Saturday 12 April 2008

Ten. Handstand Competition

We are having a handstand competition. Our hands always seem to be leading the way, in everything we do, lately. I don’t think it is like this with other people. I don’t remember it being like this with anyone else I know, anyway.

We are hand-standing against the hill. When I was younger, I used to be able to kick my legs right over and plant my feet against the grass, and then kick them back again, up into the air. Now I’m not so brave, or bendy. Nowadays, I can hold my own against gravity for between ten and twenty seconds, never much more. Ivan can’t handstand for shit, though. The longest he’s managed to stay up is seven seconds. I am winning gloriously.

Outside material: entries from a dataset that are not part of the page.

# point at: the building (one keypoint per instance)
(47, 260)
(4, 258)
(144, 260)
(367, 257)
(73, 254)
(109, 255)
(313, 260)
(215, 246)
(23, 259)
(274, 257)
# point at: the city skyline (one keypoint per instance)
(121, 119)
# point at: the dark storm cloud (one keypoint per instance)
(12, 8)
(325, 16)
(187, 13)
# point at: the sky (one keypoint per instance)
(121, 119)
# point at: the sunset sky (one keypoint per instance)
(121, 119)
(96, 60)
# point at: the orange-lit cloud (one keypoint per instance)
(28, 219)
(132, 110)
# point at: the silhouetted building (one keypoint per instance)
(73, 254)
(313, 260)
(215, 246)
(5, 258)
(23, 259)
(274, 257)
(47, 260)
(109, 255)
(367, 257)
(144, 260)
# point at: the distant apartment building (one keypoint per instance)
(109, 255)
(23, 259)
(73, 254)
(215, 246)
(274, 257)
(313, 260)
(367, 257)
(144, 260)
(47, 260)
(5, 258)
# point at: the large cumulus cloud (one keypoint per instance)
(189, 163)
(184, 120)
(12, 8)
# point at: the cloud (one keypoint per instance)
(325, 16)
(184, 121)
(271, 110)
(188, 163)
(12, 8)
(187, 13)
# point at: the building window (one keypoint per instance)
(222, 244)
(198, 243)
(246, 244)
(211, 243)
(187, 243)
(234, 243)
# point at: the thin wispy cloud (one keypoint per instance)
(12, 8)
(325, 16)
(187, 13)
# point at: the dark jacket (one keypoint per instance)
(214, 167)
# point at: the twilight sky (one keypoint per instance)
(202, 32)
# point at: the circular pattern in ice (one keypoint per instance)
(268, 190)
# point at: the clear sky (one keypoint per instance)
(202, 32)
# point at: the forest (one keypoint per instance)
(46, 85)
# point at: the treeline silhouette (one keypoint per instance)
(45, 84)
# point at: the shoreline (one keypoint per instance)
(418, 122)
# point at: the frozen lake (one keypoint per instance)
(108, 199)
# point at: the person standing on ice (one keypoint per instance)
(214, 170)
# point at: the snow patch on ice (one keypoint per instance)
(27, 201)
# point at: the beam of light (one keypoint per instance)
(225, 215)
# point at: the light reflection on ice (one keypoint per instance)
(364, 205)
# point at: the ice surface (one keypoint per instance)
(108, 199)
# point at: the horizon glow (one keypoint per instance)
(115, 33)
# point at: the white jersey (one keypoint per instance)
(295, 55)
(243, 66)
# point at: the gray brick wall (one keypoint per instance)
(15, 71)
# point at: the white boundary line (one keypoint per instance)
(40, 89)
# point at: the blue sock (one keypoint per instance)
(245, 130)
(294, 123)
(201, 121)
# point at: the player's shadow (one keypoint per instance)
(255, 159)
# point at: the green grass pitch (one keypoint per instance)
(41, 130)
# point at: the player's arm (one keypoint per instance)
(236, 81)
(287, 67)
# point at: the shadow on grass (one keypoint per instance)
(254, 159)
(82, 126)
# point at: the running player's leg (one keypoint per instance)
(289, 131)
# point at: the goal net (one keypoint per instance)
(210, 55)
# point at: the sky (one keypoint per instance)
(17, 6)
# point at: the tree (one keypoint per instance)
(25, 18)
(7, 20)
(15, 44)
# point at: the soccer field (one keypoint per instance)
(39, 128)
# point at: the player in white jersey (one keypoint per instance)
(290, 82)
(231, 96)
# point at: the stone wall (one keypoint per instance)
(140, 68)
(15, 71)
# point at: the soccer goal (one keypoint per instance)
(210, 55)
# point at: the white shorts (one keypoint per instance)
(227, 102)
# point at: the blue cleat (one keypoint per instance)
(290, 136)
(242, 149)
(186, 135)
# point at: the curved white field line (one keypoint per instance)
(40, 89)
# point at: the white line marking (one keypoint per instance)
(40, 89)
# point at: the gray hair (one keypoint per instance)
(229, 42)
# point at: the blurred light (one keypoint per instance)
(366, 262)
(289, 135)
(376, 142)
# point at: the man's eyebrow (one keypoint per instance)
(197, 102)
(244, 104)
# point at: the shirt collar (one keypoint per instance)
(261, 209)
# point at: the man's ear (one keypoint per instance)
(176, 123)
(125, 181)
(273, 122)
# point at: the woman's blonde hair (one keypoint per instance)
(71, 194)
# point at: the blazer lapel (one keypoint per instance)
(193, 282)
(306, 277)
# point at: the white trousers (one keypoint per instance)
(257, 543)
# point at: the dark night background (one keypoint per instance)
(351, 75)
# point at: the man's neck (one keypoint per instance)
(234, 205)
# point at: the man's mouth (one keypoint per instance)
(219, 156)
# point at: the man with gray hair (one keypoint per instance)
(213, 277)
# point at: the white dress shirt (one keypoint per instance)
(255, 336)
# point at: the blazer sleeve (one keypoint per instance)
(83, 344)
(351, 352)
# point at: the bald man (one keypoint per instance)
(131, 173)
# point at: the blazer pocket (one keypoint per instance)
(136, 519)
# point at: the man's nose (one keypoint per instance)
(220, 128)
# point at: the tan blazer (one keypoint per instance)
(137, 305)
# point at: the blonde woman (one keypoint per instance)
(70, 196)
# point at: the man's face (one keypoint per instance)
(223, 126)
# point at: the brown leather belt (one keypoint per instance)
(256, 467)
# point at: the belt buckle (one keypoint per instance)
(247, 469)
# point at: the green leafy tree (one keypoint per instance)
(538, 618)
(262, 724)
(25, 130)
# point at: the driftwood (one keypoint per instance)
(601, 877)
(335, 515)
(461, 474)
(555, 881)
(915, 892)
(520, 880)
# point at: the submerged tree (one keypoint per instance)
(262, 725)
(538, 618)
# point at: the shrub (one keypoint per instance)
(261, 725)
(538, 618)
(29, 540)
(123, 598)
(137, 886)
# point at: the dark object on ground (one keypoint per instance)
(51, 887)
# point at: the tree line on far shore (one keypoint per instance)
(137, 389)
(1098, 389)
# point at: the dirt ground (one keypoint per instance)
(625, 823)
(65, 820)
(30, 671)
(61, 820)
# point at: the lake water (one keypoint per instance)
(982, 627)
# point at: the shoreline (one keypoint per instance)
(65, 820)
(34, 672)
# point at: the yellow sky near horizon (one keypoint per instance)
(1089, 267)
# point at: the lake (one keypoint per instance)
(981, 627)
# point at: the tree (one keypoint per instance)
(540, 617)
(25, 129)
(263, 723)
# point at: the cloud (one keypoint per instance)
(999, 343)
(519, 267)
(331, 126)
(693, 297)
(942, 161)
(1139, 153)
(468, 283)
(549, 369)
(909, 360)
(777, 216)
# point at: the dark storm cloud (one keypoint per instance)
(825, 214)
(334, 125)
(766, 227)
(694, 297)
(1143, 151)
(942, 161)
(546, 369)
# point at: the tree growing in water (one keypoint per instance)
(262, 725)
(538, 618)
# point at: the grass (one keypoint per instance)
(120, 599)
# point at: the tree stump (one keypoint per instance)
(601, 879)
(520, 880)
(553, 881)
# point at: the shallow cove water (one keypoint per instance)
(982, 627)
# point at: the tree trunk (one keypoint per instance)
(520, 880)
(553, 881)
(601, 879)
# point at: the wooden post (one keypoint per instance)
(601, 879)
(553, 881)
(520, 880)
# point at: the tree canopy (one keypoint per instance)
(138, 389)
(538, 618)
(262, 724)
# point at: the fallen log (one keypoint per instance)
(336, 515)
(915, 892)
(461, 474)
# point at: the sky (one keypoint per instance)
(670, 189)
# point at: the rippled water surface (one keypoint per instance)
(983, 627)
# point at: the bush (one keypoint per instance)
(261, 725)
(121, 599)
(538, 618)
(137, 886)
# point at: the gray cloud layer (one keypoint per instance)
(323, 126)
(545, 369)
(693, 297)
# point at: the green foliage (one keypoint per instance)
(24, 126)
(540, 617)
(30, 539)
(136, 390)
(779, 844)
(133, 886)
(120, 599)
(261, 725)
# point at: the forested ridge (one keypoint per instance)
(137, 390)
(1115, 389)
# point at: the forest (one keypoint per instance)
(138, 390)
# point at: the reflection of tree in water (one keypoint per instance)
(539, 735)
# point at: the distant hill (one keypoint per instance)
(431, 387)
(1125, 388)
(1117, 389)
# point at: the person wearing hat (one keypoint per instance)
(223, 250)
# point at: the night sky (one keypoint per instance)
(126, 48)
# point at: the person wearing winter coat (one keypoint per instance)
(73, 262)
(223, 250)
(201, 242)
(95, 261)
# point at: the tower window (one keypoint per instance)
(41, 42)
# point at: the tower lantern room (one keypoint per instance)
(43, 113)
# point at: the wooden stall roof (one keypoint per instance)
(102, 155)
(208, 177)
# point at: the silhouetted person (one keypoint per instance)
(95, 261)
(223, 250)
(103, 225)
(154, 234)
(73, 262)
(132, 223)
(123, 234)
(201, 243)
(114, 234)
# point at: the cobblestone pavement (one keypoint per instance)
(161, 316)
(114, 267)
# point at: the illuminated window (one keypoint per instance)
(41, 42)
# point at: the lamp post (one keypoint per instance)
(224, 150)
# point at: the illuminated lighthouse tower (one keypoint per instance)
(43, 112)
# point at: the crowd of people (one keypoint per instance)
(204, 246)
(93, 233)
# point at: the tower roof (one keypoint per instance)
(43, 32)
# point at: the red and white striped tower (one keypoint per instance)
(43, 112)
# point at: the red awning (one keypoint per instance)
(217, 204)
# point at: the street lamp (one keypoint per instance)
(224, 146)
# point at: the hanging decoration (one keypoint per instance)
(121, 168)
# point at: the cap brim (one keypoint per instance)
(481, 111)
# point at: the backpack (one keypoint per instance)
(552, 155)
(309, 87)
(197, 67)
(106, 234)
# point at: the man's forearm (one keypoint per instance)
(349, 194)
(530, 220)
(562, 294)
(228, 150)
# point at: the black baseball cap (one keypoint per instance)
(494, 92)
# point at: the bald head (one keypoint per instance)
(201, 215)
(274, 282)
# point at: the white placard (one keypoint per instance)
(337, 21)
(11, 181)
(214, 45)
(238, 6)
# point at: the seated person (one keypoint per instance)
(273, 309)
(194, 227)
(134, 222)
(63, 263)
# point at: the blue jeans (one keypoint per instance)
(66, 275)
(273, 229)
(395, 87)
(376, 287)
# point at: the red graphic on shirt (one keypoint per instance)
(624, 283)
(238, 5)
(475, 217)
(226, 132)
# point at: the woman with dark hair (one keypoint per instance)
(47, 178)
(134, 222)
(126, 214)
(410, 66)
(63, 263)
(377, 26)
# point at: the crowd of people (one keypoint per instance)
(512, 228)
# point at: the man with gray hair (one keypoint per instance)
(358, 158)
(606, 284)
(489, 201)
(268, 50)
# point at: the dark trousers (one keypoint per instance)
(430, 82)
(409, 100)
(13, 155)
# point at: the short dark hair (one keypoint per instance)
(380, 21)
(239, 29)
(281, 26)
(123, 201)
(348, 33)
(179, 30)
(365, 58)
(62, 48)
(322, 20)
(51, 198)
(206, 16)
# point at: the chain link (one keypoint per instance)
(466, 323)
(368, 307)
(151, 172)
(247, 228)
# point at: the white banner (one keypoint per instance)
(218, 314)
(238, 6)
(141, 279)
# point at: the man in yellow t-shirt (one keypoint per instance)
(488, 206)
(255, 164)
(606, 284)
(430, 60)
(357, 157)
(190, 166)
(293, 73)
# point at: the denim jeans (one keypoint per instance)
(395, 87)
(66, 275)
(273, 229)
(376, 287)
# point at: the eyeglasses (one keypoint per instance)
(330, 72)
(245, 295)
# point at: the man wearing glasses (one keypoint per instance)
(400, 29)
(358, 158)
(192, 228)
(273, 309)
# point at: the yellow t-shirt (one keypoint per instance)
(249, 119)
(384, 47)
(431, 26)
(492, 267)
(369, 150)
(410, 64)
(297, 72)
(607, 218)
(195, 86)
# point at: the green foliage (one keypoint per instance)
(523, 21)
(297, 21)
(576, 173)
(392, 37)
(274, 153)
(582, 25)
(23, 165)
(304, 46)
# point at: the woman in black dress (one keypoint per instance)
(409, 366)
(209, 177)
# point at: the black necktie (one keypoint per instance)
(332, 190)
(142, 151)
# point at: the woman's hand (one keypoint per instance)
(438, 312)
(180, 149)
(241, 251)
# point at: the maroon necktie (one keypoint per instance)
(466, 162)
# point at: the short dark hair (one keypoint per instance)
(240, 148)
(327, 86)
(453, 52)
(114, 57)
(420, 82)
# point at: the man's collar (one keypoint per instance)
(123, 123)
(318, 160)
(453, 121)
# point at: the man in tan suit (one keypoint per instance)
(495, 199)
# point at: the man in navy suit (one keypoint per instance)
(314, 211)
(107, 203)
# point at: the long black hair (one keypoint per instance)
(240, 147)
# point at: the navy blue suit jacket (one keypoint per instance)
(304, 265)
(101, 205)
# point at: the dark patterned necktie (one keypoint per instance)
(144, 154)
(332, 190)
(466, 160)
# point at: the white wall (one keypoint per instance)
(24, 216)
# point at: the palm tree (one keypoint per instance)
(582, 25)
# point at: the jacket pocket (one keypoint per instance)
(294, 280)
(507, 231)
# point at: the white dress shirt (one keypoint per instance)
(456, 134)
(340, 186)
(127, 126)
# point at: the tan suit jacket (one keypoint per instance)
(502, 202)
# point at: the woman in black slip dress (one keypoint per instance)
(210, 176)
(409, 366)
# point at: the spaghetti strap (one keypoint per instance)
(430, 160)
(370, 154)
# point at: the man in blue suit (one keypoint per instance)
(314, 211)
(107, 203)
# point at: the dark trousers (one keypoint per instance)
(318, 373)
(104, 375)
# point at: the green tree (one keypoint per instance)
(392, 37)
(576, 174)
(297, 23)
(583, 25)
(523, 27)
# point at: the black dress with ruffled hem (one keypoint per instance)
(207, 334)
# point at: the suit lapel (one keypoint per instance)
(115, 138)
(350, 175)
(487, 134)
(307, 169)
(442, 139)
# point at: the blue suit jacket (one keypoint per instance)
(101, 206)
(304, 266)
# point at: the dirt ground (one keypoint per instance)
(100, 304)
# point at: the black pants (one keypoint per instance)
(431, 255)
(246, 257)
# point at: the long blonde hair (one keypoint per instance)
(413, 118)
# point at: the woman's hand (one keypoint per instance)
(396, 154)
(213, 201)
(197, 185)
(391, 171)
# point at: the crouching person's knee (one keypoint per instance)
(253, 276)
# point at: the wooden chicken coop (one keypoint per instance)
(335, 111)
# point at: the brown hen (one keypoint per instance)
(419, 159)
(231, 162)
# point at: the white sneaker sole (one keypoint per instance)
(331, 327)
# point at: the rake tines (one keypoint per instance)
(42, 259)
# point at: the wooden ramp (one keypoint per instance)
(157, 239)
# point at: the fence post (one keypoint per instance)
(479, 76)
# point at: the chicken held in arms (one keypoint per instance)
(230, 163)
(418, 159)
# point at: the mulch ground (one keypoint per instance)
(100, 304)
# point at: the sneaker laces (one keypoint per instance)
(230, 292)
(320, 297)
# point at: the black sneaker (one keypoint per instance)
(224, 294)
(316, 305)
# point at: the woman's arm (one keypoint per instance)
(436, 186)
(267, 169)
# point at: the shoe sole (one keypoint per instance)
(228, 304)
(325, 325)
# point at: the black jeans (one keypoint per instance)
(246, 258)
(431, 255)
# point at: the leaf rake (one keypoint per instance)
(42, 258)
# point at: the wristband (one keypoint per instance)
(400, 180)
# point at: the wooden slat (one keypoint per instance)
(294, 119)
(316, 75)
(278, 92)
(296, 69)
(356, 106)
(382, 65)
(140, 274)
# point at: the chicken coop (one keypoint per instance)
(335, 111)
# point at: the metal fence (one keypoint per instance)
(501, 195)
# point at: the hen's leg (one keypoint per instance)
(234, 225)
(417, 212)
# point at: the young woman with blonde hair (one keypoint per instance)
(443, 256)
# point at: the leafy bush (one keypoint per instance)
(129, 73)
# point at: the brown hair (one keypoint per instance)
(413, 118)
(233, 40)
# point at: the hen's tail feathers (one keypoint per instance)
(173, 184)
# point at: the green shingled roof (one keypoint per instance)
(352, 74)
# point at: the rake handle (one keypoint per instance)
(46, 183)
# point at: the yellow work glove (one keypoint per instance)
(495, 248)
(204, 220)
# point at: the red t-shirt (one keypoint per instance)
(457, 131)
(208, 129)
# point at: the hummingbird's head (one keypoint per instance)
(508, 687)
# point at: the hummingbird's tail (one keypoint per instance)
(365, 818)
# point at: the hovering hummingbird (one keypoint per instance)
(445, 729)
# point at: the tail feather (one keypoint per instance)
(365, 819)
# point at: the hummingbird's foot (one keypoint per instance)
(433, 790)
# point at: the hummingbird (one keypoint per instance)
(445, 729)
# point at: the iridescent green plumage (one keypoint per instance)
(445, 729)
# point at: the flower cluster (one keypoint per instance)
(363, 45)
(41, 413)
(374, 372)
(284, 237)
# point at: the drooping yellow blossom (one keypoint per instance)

From upside-down, the world looks so much bigger. The sky becomes the ground, spotted here and there with the cotton of cumulus, and in turn the ground becomes the sky, stretching out forever in greens and browns and greys. Things don’t make any more or less sense, though. Even with all that extra blood rushing to my head, I’m still confused as hell about what is going on between us. It seems I’ve gone from a carefully executed nonchalance to being this animated bundle of anxiety and wishings. And I’m not quite sure when and how it happened. And I don’t know how Ivan feels in all of this. Part of me wishes I could get back to the time when I didn’t care.

2 comments:

sally said...

I feel like some sort of culmination is being reached, like a storm is brewing. Could it be true? I also feel smug, and a bit gloating, because I feel like I know something other people might not know. I like waiting for the next instalment.

Emma said...

I think you might be right. Does "knowing what you know" change how you read it? Sometimes I forget about it, and then other times I think about it a lot. I will try and write more instalments and get it cleared up one way or the other.